Di nuove imprese, degli strumenti  dedicati a finanziarle ma anche  del sostegno per affrontare e superare la cosiddetta “valle della morte” la fase più difficile contro cui si infrangono i sogni di molti aspiranti neo-imprenditori, ha parlato nel suo intervento Antonio Concolino, CEO di Primomiglio, la società di gestione del risparmio e di venture capital che investe capitale di rischio in giovani aziende e nuove idee d’impresa che ricerca in giro per l’Italia attraverso la società di scouting  Dpixel, in Sardegna artefice della fase di avvio di Sardex.  Concolino ha evidenziato un aspetto delicato e molto sfidante della mission aziendale di Primomiglio quello insito nel rischio di credere e investire in nuove imprese senza una storia di riferimento, anche ad elevato contenuto di tecnologia come quelle della green economy, che faticano a trovare capitali attraverso i canali tradizionali del credito perché non affidabili sotto il profilo della redditività a breve termine e quindi nel remunerare un finanziamento bancario.
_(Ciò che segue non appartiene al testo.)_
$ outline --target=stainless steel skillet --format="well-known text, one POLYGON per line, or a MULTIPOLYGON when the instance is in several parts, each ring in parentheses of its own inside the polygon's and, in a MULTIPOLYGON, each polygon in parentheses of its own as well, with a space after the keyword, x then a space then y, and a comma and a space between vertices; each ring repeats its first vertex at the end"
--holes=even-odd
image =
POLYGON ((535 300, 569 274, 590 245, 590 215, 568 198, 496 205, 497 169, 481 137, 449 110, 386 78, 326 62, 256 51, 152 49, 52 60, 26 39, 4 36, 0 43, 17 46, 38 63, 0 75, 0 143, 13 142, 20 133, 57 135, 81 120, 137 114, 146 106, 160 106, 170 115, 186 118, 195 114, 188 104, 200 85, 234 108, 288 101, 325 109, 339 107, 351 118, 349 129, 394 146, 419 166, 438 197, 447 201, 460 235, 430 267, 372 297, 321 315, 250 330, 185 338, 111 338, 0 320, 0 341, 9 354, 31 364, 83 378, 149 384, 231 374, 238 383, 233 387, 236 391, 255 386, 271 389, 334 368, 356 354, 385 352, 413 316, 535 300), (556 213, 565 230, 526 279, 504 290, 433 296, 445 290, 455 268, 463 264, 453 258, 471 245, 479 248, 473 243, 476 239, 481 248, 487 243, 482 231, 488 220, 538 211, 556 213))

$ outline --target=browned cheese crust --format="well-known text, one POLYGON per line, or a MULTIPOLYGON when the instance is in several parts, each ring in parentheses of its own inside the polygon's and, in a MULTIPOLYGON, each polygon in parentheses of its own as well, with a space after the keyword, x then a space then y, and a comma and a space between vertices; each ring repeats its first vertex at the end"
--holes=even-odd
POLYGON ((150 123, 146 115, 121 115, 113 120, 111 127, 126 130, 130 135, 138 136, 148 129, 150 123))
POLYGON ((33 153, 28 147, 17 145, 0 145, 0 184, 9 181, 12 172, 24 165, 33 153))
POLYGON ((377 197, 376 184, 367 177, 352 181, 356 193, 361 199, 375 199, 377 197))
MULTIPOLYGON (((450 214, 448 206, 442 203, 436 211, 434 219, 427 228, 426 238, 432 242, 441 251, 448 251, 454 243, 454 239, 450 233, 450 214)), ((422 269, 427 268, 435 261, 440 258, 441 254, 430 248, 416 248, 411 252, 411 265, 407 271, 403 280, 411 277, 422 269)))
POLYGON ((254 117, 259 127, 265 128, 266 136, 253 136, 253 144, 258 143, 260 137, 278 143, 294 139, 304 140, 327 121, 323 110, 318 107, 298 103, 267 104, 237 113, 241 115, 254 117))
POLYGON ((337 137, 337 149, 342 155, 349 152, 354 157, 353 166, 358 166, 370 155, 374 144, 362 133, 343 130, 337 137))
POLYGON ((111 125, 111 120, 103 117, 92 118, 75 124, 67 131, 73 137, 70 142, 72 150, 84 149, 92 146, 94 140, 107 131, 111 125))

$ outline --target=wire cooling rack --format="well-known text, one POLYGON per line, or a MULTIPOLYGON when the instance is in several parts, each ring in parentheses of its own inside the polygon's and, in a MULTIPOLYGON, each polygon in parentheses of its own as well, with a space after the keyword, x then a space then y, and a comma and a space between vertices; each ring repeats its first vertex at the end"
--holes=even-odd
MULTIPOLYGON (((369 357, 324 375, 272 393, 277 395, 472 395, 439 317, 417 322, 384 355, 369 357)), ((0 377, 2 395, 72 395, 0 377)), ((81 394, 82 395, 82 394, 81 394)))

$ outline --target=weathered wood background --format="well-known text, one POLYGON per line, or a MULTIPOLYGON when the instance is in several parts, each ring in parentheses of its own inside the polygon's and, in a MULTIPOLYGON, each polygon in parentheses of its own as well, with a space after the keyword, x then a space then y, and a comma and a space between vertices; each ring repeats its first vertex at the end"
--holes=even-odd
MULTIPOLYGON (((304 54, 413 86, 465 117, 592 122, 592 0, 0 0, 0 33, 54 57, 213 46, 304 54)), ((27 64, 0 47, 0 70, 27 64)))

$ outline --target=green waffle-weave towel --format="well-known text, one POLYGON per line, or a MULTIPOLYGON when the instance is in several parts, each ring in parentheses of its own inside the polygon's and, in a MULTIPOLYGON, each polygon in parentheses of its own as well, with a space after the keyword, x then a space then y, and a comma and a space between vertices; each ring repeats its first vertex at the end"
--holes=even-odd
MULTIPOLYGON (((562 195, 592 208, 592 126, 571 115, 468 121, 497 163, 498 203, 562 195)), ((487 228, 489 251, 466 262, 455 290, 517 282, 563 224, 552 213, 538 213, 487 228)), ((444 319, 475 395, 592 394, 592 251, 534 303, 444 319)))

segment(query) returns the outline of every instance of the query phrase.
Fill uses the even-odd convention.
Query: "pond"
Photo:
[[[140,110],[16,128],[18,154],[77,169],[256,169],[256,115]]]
Su  imprese sarde, e supporto in particolare alle piccole-medie, ha focalizzato il suo intervento Carlo Usai di Sardegna Ricerche l’ente regionale che le affianca nella difficile fase di transizione con l’obiettivo di ridurre la dipendenza energetica da combustibili fossili che impatta sui costi e sull’ambiente aumentando i livelli d’inquinamento.  “La Sardegna è un luogo ideale perla dotazione di elementi naturali quali il sole e il vento, il  mare che rappresentano le fonti principali per la produzione  di energia pulita e rinnovabile a basso costo e con ridotto impatto ambientale” ha ricordato Usai non trascurando un elemento di criticità ancora irrisolto quello legato all’accumulo, il vero tallone d’Achille delle rinnovabili da eolico e fotovoltaico. Le fonti naturali sono per definizione  “non programmabili” e ad oggi non esiste ancora la possibilità di stoccare la quantità di energia prodotta  per successivi utilizzi, attuando così il circolo virtuoso tra produzione, gestione nei picchi e riutilizzo. Sardegna Ricerche ha in corso diverse attività di studio e sperimentazione anche sull’energia da biomasse,  sulle possibilità di utilizzo della canapa per biocarburanti ed è l’interfaccia delle imprese alle quali offre un servizio gratuito, con personale interno e consulenze esterne se necessario, di analisi della situazione aziendale sotto il profilo energetico per rilevarne le criticità e suggerire gli interventi prioritari. Ma, ha aggiunto Usai,  è necessario anche un maggiore  impegno per migliorare l’educazione energetica, rafforzare la conoscenza delle  buone prassi nel settore e degli strumenti per  l’efficientamento energetico delle imprese.